Семейный роман-хроника М. Кранеца «Дядья мне рассказали» (1974), представляющий генеалогический срез нескольких поколений крестьян Прекмурья (северо-западной части Словении, граничащей с Венгрией), также в основе своей автобиографичен. Условно в нем можно выделить две ведущие линии повествования. Первая представляет собой летопись рода Фуйсов, которую автор ведет, опираясь на семейные легенды, предания и документы, не будучи участником описываемых событий. Второй повествовательный пласт романа фиксирует беседы писателя со своими дядюшками – живыми носителями семейных традиций. Здесь сам автор выступает как один из персонажей. Связующим звеном между событиями давно минувших лет и «временем дядюшек» становится история жизни матери Кранеца, воспроизведенная им со дня ее рождения до дня смерти. Образ матери – один из центральных в произведении, он определяет истоки и составляющие национального характера. Главной лексической особенностью языка романа являются многочисленные унгаризмы (как отдельные слова и выражения, так и целые фразеологические обороты), свойственные разговорной речи прекмурцев, поэтому книга снабжена специальным словарем. Тема возвращения к истокам получит в дальнейшем свое развитие в романах Н. Габорович (1924–2006), Ф. Рудольфа (род. 1944), П. Зидара (1932–1992).

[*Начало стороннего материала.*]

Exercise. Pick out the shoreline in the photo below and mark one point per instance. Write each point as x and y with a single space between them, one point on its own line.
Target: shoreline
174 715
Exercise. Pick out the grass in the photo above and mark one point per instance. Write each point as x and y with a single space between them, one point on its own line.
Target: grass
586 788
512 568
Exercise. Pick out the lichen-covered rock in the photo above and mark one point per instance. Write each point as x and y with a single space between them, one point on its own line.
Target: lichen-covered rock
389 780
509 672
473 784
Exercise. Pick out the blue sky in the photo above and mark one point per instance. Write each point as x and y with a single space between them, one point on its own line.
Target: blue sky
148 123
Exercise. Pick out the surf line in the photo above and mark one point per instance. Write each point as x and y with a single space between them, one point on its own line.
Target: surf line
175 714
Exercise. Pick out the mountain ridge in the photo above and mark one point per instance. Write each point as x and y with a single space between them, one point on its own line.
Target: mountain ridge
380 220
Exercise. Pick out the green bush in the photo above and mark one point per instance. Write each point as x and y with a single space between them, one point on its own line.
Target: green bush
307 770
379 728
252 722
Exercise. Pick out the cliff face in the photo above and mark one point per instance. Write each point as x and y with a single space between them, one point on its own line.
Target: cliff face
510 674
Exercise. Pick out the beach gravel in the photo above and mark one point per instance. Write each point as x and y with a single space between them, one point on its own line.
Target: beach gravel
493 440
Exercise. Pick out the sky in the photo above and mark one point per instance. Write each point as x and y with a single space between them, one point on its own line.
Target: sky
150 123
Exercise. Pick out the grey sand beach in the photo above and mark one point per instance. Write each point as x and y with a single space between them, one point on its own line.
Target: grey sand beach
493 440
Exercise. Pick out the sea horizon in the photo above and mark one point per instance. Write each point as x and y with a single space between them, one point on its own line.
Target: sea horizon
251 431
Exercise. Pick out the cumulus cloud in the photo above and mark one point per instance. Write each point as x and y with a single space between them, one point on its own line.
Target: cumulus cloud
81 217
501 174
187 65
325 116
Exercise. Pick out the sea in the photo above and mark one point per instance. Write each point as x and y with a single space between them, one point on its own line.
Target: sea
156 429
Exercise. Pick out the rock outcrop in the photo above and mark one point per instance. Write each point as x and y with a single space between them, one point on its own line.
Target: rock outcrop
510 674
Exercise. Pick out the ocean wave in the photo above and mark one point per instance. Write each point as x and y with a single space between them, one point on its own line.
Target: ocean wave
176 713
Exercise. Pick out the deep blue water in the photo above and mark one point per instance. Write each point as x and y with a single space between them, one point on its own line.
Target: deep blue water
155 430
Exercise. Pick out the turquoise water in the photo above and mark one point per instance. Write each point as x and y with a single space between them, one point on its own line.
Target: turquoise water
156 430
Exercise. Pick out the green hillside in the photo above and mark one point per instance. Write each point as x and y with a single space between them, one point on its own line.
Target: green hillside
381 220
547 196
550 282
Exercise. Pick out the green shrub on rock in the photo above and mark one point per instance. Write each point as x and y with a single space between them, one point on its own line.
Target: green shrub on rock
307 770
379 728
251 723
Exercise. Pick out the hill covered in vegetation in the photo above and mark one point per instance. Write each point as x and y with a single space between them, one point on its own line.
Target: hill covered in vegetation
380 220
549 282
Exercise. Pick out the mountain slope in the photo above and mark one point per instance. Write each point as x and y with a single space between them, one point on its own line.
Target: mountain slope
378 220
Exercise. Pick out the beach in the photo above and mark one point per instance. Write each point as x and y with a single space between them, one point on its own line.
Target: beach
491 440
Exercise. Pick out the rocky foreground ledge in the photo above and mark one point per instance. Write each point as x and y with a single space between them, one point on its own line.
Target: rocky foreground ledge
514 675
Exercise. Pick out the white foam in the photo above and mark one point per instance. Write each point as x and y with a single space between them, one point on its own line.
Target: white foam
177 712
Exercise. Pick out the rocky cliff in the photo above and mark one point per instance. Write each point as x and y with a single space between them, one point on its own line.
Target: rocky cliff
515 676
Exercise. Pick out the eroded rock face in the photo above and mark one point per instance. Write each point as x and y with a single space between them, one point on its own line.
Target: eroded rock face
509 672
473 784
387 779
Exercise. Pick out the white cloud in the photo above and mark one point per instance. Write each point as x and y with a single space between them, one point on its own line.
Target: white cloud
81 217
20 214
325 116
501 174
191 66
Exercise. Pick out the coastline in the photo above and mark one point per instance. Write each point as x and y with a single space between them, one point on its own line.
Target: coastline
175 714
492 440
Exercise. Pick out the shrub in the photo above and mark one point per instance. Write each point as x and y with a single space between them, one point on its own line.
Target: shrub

В середине 1980-х гг. в литературе усиливается интерес к культуре, фольклорным традициям, языковым особенностям отдельных регионов Словении. Специфическое соединение литературного языка с региональным диалектом представлено в произведениях прозаика Марьяна Томшича (род. 1939). Его роман «Шав ринки» (1985), повествующий о крестьянках Шавринской Истрии – «шавринках», которые зарабатывали на жизнь тем, что носили в город Триест на продажу деревенскую снедь, несет в себе отдельные черты «магического» реализма. Шавринская Истрия, часть полуострова Истрия, исконные территории Словенского Приморья, области, граничащей с Италией. Эти мест очаровали писателя, и с 196 8 г. он живет среди потомков своих героинь.

Действие романа происходит до войны главным образом на тропах и проселочных дорогах Истрии, по которым центральный персонаж романа крестьянка Катина проходила всю жизнь с детских лет – первая глава «Впервые в путь» – до, вероятно, последнего своего возвращения – заключительная глава «Мать моя, ведь я вернулась домой». Между ними – двадцать новелл, вместивших в себя долгий бабий век. Скудность крестьянского дохода заставляла местных женщин ходить на нелегкий промысел, в то время как их мужья обрабатывали поля и виноградники. Катина и ее товарки снова и снова пускались в путь, преодолевая расстояния, которые невозможно преодолеть, потому что каждое возвращение домой – лишь передышка перед следующим походом. В эту «сизифову» модель бытия истрийские крестьянки привносили исконный здоровый оптимизм и «генетическую» жизнестойкость. Каждое странствие приносило им новые знакомства и впечатления. В дороге шавринкам случалось попадать в смешные и трагические ситуации, иногда даже рожать, но ничто не могло отнять у них полноту и радость жизни. Автора привлекает психологическое здоровье его героинь и их старые как мир нравственные устои: десять заповедей и житейская мудрость. Роман интересен не только с художественной, но и с этнолингвистической точки зрения. Это первое литературное произведение о Шавринской Истрии, затронувшее аспект культурных различий словенских регионов. Тема шавринок была продолжена писателем в романе «Кукурузное зерно» (1993).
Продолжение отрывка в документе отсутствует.